The main School House of Brymore has had a long, varied and interesting history. Spanning over 800 years, the house has seen the best and toughest of times – through Civil war, World War and changing architectural fashions. Not to mention its changing use from stately home to school, to prison, to the billeting of troops and back to a school again!
During the Saxon period a man named Edric worked the land. Following the Norman Conquest and into the 12th century the deeds were owned by the ‘de Coursey’ family. The origin of the name Brymore is unclear – it may have come from a Geoffrey de Bramora who owned the land in 1216 or it may be a corruption of ‘Broom Moor after shrub the wild yellow flowered shrubs.
The house came into the Pym family in the 13th century and it was Philip Pym who was probably responsible for building the porch during the 1400s.
The most celebrated member of the family was John Pym, born at Brymore in 1584. He became a Member of Parliament for Calne in Wiltshire in 1614 where he began a career of opposition to Charles 1.
In 1729 the HALES family bought the house, and at the end of the 18th century Sir Philip Hales rebuilt it with the exception of the Porch.
In 1836 when Sir Philip’s daughter died the estate passed to the Bouveries. They added to the house and in 1892 a third storey was added to the 19th century part with Basil Cottan as the architect. This provided twelve bedrooms, a servants’ hall and service rooms.
Although the Hales had added considerably to the house early in the 20th century one member of the family over-indulged his passion for the stage, bringing entire theatre companies to Brymore, from London on specially chartered trains, for a weekend’s entertainment. Not surprisingly the estate fell into decline and in 1928 was sold to Gordon Cecil Hart.
At the outbreak of the Second World War it was requisitioned and the girls of Malvern College spent a year at Brymore. Subsequently the house was used for Italian and German prisoners of War.
In 1943, the 535th Automatic Weapons Battalion of the US Army were billeted at Brymore while preparing for the D-Day landings. Some of the buildings they erected are still used as classrooms today. The initials of one American is carved in the lead on the roof of the main house, and their gun emplacements can be found on the site. The heavy vehicles were parked along the front driveway where the soil is so compacted so that it is still impossible to grow trees between the drive and the stream.

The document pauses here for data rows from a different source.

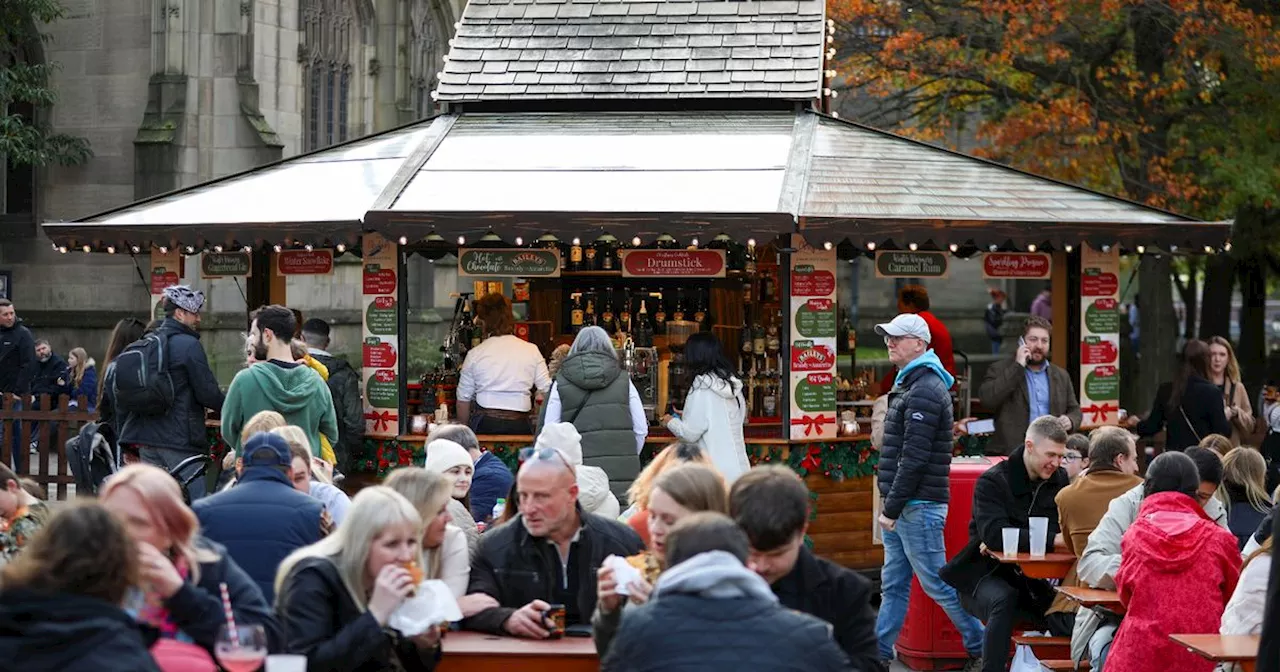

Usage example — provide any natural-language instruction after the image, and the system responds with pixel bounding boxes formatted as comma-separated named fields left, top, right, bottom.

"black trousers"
left=960, top=572, right=1059, bottom=672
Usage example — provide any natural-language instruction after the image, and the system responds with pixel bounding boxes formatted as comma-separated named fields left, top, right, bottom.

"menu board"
left=788, top=236, right=837, bottom=440
left=151, top=247, right=182, bottom=320
left=1080, top=244, right=1120, bottom=426
left=361, top=233, right=401, bottom=436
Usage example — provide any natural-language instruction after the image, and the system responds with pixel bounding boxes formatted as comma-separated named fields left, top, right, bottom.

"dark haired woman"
left=662, top=333, right=751, bottom=483
left=1129, top=339, right=1231, bottom=451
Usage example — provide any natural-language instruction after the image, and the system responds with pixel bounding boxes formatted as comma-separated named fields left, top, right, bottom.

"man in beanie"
left=462, top=425, right=644, bottom=639
left=192, top=433, right=324, bottom=604
left=117, top=284, right=223, bottom=500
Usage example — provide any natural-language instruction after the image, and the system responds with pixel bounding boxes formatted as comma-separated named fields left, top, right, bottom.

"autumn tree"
left=828, top=0, right=1280, bottom=399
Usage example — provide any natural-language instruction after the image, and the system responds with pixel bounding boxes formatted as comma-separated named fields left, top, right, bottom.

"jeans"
left=876, top=503, right=983, bottom=660
left=960, top=572, right=1060, bottom=672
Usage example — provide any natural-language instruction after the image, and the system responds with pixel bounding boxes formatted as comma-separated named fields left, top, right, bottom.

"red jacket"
left=1107, top=493, right=1240, bottom=672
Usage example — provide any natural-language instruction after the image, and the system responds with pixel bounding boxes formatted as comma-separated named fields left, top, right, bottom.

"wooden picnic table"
left=436, top=632, right=600, bottom=672
left=1057, top=586, right=1125, bottom=613
left=1169, top=635, right=1261, bottom=672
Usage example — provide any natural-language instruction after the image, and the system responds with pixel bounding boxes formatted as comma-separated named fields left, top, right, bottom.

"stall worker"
left=458, top=293, right=552, bottom=435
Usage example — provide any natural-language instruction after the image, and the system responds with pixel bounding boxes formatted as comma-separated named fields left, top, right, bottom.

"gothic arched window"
left=298, top=0, right=356, bottom=151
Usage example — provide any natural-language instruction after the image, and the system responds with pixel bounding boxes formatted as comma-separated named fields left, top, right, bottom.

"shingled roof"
left=436, top=0, right=824, bottom=102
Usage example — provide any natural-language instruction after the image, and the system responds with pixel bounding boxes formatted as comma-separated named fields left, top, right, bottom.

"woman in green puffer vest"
left=538, top=326, right=649, bottom=502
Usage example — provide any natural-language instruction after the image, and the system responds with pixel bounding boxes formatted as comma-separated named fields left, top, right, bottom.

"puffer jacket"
left=115, top=317, right=224, bottom=453
left=667, top=374, right=751, bottom=483
left=600, top=550, right=850, bottom=672
left=1107, top=493, right=1240, bottom=672
left=192, top=465, right=324, bottom=603
left=876, top=349, right=955, bottom=520
left=538, top=352, right=640, bottom=497
left=1071, top=484, right=1226, bottom=662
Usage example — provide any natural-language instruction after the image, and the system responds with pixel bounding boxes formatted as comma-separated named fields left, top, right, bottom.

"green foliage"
left=0, top=0, right=93, bottom=166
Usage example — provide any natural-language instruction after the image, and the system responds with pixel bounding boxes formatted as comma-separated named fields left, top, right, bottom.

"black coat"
left=462, top=507, right=644, bottom=635
left=876, top=358, right=955, bottom=520
left=0, top=589, right=160, bottom=672
left=938, top=447, right=1070, bottom=591
left=0, top=321, right=36, bottom=394
left=115, top=317, right=223, bottom=453
left=600, top=593, right=849, bottom=672
left=1138, top=375, right=1231, bottom=451
left=276, top=558, right=439, bottom=672
left=772, top=547, right=879, bottom=671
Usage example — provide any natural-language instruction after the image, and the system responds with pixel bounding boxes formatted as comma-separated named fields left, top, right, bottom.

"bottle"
left=570, top=292, right=585, bottom=333
left=568, top=238, right=582, bottom=271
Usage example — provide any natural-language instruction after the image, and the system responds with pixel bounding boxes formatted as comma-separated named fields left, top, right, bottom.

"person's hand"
left=369, top=564, right=413, bottom=626
left=595, top=567, right=623, bottom=613
left=458, top=593, right=498, bottom=618
left=627, top=579, right=653, bottom=607
left=502, top=599, right=550, bottom=639
left=138, top=541, right=183, bottom=599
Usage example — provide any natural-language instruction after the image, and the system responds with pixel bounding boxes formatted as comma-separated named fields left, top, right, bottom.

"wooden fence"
left=0, top=394, right=97, bottom=499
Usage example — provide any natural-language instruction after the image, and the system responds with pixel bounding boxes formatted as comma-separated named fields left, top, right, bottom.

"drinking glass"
left=214, top=625, right=266, bottom=672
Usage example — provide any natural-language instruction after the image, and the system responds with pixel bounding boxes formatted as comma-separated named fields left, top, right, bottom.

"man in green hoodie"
left=223, top=306, right=338, bottom=456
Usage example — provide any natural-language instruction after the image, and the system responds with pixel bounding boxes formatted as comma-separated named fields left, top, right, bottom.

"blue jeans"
left=876, top=503, right=983, bottom=660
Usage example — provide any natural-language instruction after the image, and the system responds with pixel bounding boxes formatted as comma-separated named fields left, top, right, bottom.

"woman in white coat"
left=662, top=332, right=751, bottom=483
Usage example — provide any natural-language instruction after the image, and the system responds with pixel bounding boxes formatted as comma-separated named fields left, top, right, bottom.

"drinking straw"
left=218, top=582, right=239, bottom=649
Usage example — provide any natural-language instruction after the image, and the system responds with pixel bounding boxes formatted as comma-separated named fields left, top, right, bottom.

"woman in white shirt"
left=662, top=332, right=751, bottom=483
left=458, top=294, right=552, bottom=435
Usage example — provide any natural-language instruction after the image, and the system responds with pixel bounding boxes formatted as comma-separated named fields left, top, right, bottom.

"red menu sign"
left=982, top=252, right=1053, bottom=280
left=622, top=250, right=724, bottom=278
left=275, top=250, right=333, bottom=275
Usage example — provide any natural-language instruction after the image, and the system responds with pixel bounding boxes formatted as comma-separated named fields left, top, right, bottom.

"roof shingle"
left=436, top=0, right=824, bottom=102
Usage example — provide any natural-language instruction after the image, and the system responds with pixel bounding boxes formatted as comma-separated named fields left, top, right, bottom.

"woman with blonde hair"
left=591, top=465, right=728, bottom=658
left=100, top=463, right=282, bottom=653
left=275, top=485, right=440, bottom=672
left=618, top=443, right=716, bottom=545
left=1217, top=447, right=1272, bottom=549
left=1207, top=337, right=1257, bottom=445
left=0, top=500, right=160, bottom=672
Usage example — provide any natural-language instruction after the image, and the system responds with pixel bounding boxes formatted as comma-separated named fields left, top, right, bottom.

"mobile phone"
left=964, top=417, right=996, bottom=436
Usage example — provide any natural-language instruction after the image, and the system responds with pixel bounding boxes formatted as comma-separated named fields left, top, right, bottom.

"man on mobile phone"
left=978, top=315, right=1082, bottom=454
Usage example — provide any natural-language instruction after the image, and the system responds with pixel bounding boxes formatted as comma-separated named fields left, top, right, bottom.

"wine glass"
left=214, top=625, right=266, bottom=672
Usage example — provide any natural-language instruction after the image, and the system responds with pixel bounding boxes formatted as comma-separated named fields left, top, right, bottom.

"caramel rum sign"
left=622, top=250, right=724, bottom=278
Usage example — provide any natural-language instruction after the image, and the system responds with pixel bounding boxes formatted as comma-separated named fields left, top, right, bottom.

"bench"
left=1014, top=635, right=1071, bottom=658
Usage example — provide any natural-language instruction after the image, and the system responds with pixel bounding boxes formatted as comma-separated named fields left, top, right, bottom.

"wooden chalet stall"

In 1951 the Somerset County Council purchased the estate at a cost of £6,600 where following extensive repairs and alterations it opened as a Secondary Technical School in September 1952. The extensive walled gardens (one section dated 1753) are used for students to have their own individual plots, and the large, late nineteenth century stable block now houses the schools workshops. Much modernisation has since occurred with £ 6 million being spent in recent years on new boarding accommodation and a new teaching block.